A bit over-eager, Blue Blood almost stepped on Robert Sawyer’s feet in his haste to obey his lady’s command to return to his stall. If not for Sawyer’s speed, the Robert surely would have come back with at least a bruised toe to show for his troubles. Catherine slid Blue’s door shut, cooing reassurances to the colt that he had done nothing wrong.

She leaned a little against his door, hoping her father’s agent didn’t notice the weakness. She was tired of being the cautious one in her family. Couldn’t they all see that? Why now, after everything, would her father bring a new man into the fold? Despite what both she and her mother spouted out of propriety, neither had received a letter from Albert about the young man before her. It was simply the story her father had told her to align with before his arrival.

“Mr. Sawyer?”

“Yes, ma’am?”

“I have a proposition for you.”

This time with much less enthusiasm, “Yes, ma’am?”

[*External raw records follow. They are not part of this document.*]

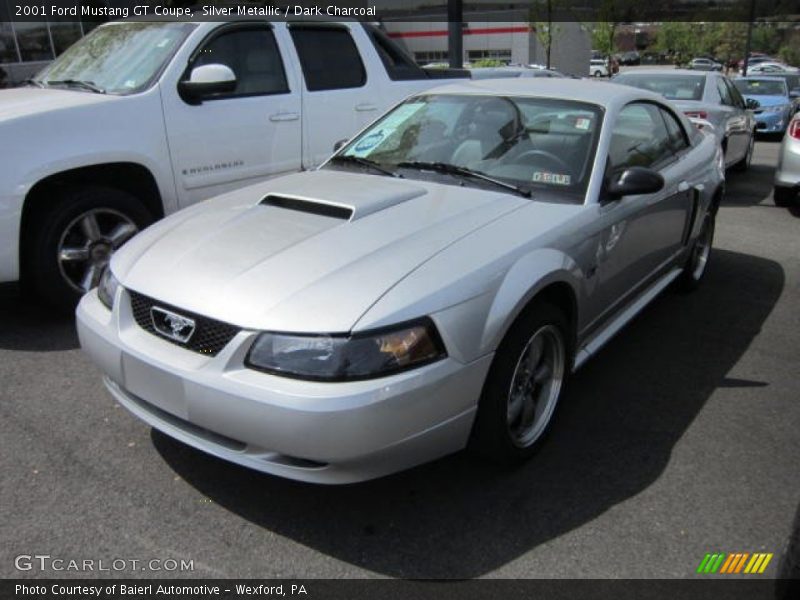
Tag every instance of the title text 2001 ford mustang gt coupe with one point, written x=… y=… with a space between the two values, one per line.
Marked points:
x=429 y=288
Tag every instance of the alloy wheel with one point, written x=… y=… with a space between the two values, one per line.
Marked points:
x=87 y=244
x=535 y=386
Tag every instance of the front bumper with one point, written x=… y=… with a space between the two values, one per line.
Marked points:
x=311 y=431
x=787 y=173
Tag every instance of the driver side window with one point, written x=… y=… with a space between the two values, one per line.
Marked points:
x=639 y=138
x=252 y=55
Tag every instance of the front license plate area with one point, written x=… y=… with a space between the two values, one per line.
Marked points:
x=154 y=385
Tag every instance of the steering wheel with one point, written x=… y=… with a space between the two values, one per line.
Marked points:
x=530 y=155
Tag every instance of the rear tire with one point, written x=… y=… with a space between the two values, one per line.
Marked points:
x=697 y=264
x=73 y=239
x=783 y=196
x=523 y=387
x=744 y=164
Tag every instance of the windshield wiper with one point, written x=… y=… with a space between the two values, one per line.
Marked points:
x=86 y=85
x=449 y=169
x=364 y=162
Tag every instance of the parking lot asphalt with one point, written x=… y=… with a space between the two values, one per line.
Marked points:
x=679 y=438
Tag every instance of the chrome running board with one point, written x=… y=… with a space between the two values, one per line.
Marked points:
x=599 y=339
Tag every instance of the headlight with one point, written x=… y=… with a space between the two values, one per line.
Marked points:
x=347 y=357
x=107 y=288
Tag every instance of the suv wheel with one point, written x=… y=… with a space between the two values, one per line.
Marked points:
x=72 y=242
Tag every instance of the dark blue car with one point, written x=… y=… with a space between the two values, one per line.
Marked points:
x=772 y=104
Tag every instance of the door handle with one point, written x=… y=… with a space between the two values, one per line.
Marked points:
x=284 y=117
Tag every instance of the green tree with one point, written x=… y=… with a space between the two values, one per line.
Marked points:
x=678 y=39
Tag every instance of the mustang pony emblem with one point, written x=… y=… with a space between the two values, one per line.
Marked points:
x=172 y=325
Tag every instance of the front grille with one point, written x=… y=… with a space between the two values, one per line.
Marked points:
x=209 y=337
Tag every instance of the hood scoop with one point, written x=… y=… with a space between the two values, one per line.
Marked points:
x=310 y=206
x=342 y=195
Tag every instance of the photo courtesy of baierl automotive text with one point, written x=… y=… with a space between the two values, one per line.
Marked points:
x=295 y=277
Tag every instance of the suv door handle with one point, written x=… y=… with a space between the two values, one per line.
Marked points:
x=284 y=117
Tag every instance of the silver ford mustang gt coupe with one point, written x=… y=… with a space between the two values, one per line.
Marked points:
x=430 y=288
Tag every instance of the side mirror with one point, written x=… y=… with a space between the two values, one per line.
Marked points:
x=207 y=80
x=634 y=181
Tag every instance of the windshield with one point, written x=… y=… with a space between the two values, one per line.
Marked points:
x=674 y=87
x=524 y=142
x=761 y=87
x=118 y=58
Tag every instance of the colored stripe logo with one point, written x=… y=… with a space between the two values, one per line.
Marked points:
x=735 y=562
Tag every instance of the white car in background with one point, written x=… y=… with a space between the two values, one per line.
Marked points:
x=141 y=118
x=771 y=67
x=787 y=175
x=598 y=67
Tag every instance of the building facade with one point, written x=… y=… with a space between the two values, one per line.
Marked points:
x=511 y=42
x=26 y=47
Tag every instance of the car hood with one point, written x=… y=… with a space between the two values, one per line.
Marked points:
x=22 y=102
x=309 y=252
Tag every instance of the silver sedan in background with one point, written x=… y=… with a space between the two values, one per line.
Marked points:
x=710 y=100
x=787 y=175
x=431 y=287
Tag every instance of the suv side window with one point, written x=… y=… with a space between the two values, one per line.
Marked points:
x=398 y=64
x=639 y=138
x=252 y=54
x=677 y=136
x=329 y=57
x=724 y=92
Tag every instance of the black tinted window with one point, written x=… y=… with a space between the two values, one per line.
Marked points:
x=677 y=136
x=252 y=55
x=329 y=58
x=724 y=93
x=397 y=63
x=639 y=138
x=674 y=87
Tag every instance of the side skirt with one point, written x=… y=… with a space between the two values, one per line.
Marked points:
x=602 y=336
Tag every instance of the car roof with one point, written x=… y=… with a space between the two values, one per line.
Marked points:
x=579 y=90
x=669 y=72
x=761 y=78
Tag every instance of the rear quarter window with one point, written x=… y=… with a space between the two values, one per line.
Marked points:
x=329 y=57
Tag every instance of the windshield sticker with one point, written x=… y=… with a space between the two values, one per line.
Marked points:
x=368 y=143
x=556 y=178
x=401 y=114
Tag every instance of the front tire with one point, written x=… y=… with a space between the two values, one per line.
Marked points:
x=697 y=264
x=525 y=382
x=72 y=241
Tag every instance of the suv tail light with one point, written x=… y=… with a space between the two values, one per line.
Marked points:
x=794 y=129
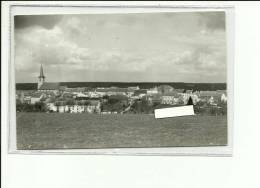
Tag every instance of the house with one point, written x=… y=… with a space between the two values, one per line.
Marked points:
x=170 y=98
x=140 y=93
x=115 y=91
x=209 y=96
x=223 y=98
x=165 y=88
x=36 y=97
x=49 y=87
x=152 y=91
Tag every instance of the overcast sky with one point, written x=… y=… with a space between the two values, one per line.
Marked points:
x=148 y=47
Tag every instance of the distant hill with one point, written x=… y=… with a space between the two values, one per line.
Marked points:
x=142 y=85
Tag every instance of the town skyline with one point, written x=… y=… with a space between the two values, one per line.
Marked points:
x=122 y=47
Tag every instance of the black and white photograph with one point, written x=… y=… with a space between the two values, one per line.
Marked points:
x=121 y=80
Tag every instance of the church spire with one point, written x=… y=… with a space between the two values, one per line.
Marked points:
x=41 y=73
x=41 y=78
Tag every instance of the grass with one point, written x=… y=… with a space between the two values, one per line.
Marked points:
x=55 y=131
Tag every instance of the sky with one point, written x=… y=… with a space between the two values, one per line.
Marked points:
x=133 y=47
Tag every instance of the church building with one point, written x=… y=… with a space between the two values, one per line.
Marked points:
x=46 y=86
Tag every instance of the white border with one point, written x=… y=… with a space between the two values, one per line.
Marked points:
x=77 y=9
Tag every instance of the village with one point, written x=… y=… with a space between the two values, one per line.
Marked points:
x=52 y=97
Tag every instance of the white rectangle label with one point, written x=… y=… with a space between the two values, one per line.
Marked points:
x=174 y=111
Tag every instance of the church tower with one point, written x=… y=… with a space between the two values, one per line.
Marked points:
x=41 y=78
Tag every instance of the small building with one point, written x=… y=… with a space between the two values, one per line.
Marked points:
x=50 y=87
x=36 y=97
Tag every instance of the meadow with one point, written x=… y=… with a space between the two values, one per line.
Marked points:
x=61 y=131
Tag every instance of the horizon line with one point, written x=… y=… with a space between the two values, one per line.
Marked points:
x=124 y=82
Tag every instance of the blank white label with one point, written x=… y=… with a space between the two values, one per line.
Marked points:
x=174 y=111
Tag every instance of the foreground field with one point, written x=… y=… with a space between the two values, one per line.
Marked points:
x=53 y=131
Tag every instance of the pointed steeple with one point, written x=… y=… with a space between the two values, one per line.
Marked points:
x=41 y=73
x=41 y=78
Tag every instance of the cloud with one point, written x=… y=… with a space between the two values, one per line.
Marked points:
x=105 y=48
x=45 y=21
x=213 y=20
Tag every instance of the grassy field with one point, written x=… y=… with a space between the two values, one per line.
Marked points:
x=53 y=131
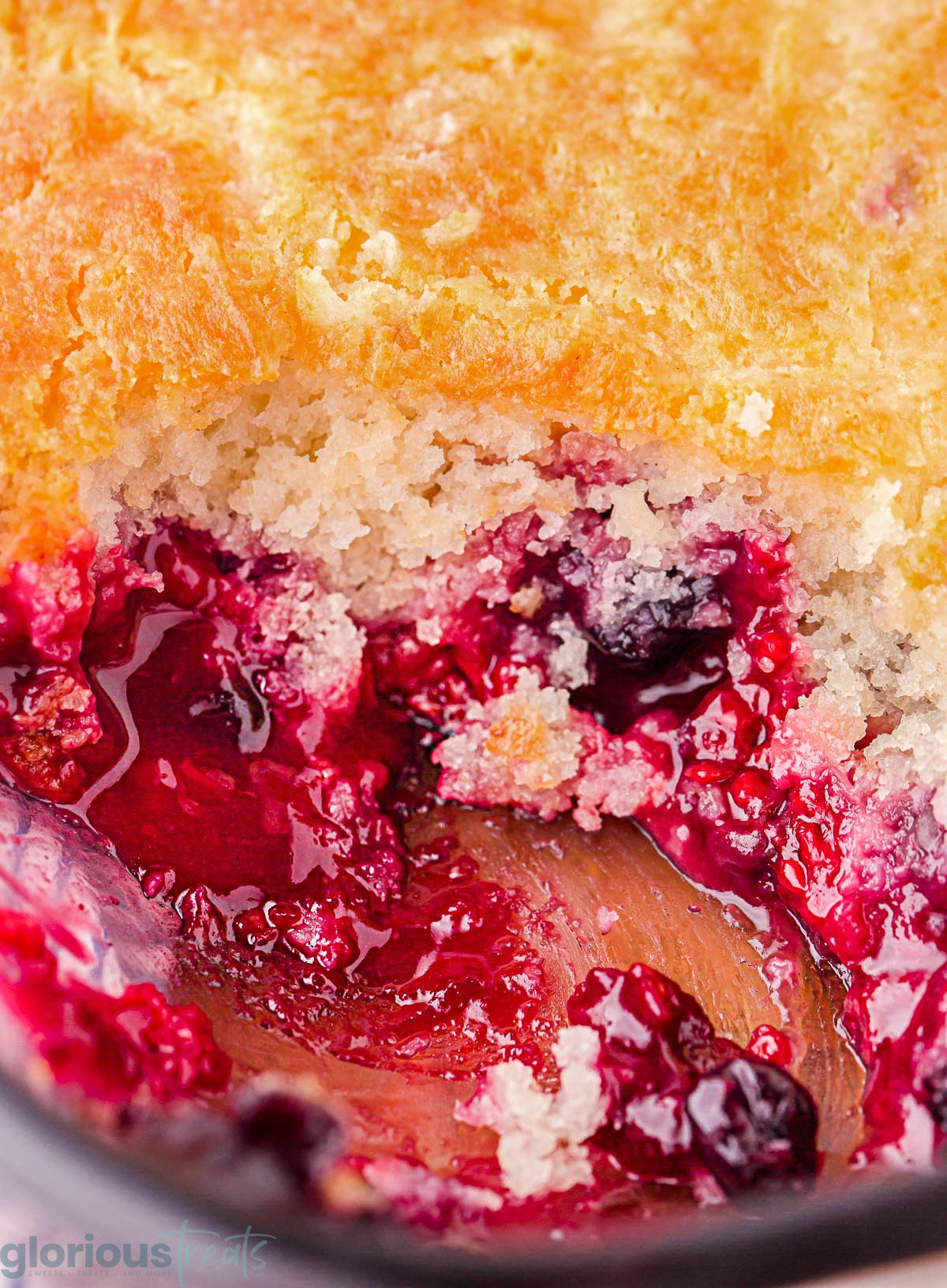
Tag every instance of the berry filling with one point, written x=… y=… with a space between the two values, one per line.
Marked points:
x=258 y=762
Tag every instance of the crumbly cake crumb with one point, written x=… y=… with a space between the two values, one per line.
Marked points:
x=543 y=1133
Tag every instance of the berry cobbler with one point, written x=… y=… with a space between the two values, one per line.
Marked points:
x=472 y=554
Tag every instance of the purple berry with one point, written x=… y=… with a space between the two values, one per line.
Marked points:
x=754 y=1127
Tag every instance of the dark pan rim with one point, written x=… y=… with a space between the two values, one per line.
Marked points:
x=775 y=1243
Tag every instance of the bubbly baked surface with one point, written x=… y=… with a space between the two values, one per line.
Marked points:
x=714 y=224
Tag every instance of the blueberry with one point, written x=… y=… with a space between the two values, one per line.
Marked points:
x=299 y=1135
x=638 y=631
x=754 y=1127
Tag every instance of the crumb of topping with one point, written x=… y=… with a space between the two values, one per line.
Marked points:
x=754 y=415
x=541 y=1133
x=521 y=749
x=606 y=919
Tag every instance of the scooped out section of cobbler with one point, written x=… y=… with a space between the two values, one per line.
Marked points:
x=283 y=762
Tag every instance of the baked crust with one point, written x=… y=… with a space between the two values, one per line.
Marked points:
x=631 y=215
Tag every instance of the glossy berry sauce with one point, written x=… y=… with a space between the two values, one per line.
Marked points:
x=258 y=809
x=680 y=1098
x=110 y=1049
x=144 y=693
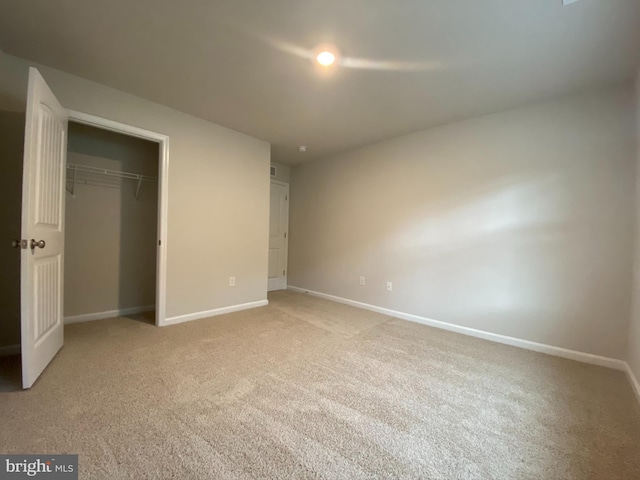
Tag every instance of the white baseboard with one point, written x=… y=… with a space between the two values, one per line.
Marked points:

“Do you have any idea why it is that my father has hired you—beyond, of course the obvious task of protecting me?” She saw hesitation in those strange eyes, and that alone made her soften her anger against him. “You are loyal to him, I can see that. But surely you are curious as well..? No? Hmmm. Alright, Mr. Sawyer, perhaps I can tempt you with this. I have three mares nearly ready to drop by the aid of my fine—if a bit mean—stallion; son of Boston out of Fashion. All three were chosen by me, were chosen after years of forethought, much like the dam of my Blue Blood was. I promise you, Sir, first choice of the three—for fair payment, of course—if you agree to my proposition.”

Starbursts of green and gold and blue narrowed in on her. “I’d first know the proposition.”

“We have, at best estimate, eight weeks ahead of us before we reach San Francisco.”

Robert nodded, “At the very best estimate, yes.”

“I propose that, before we arrive in San Francisco, I not only offer you first choice in what is sure to be horseracing’s next crop of champions, but a full and complete explanation as to why it is you’re along for the journey in the first place.”

“And in return?”

“In return, I ask only that you confess to me—and me alone—why it is you feel you owe my father such a debt.” At his hesitation, she pressed, “A debt that, by your own claim, was made years before my conception. Something that seems impossible, considering you can’t be much more than five years my senior.”

“You were born in?”

Strangely, she felt as though she’d been called upon by a stern teacher, “Seventy-two.”

“I agree to your terms, Miss Van Yorne.” With every efficiency, he shook her hand, then turned on his heal for the door.

She couldn’t keep herself from shouting after him, “And when were you born, Mr. Sawyer?”

He responded, but did not turn, “Sixty-four, Miss Van Yorne; sixty-four.”

Catherine fell asleep dreaming of horses and debts and green-eyed wild cats that made her want to leave the safety of her family for the ferocity they promised.

Robert couldn’t immediately seem to call sleep to him, but, upon doing so, found himself dreaming of the lady Godiva, riding naked, bareback upon her great stallion…her blond curls hiding all he longed to see.